From the NY Times:
The Landmarks and Preservation Commission celebrated the borough of Queens on Tuesday as it unanimously approved a 210-building historic district in southern Ridgewood and gave landmark status to four buildings in Jamaica: a parish house, a courthouse, a bank building and an office tower.
The newly created Ridgewood South Historic District (see PDF map and description) features three-story brick tenements with Romanesque and Renaissance Revival flourishes like segmental arches and carved-stone door lintels. The district — bounded by Woodward and Onderdonk Avenues to the north and south, Catalpa Avenue to the east and Woodbine Street to the west — also includes the St. Matthias Roman Catholic Church, a pillar of the German community that flourished in the neighborhood.

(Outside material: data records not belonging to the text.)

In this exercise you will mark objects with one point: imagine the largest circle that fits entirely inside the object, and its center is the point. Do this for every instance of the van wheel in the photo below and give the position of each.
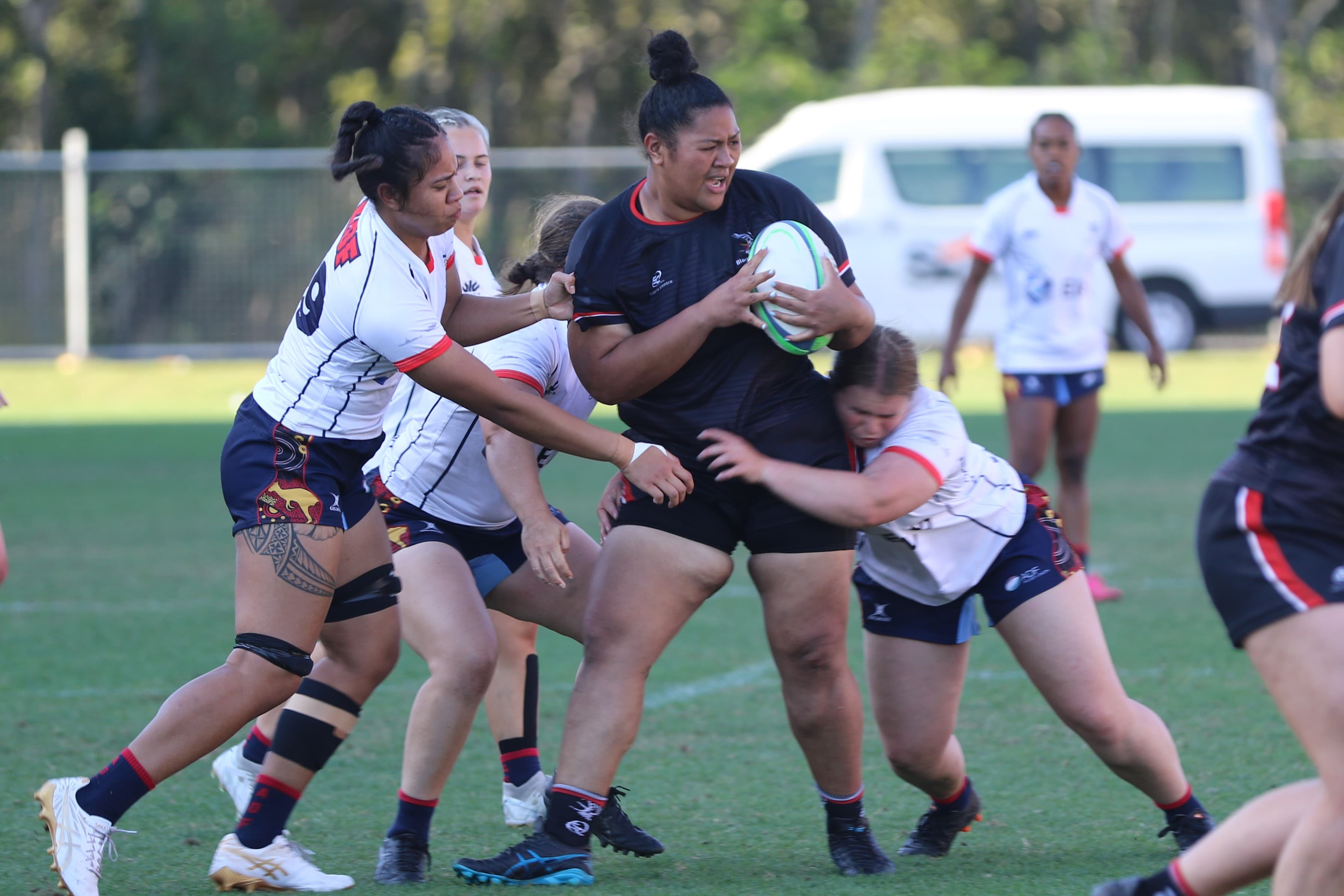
(1175, 313)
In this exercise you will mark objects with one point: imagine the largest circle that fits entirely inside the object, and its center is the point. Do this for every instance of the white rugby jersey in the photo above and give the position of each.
(1049, 259)
(474, 272)
(371, 312)
(944, 547)
(434, 454)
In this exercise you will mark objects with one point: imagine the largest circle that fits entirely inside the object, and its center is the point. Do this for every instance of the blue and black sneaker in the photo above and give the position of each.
(854, 849)
(541, 859)
(939, 827)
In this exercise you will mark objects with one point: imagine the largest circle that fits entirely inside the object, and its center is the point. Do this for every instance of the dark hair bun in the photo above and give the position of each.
(670, 58)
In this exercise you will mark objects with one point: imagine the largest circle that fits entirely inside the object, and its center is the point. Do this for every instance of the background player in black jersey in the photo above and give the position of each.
(1272, 549)
(663, 329)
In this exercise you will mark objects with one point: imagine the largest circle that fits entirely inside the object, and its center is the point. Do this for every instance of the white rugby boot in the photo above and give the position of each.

The following buildings in Jamaica were also given landmark status:
* The Memorial Hall of Grace Episcopal Church at 155-24 90th Avenue. Grace, founded in 1702, is the second oldest Episcopal parish in the state. Its graveyard, already a city landmark (as is the church itself), contains members of the Gracie, Van Rensselaer and Van Cortland families.
* The Queens General Court House at 88-11 Sutphin Boulevard in Jamaica has been featured in “Bonfire of the Vanities,” “Leaving Las Vegas” and other films. Designed in the modern classic style, the seven-story courthouse was completed in 1939.
* The Jamaica Chamber of Commerce Building at 89-31 161st Street was completed in 1929 and “is a reminder of an important moment in the economic development history of Jamaica,” the landmarks commission’s chairman, Robert B. Tierney, said in a statement.
* The former Jamaica Savings Bank at 146-21 Jamaica Avenue was completed in 1939 and was once considered among the largest savings institutions in the United States. The building is now a branch of Capital One Bank.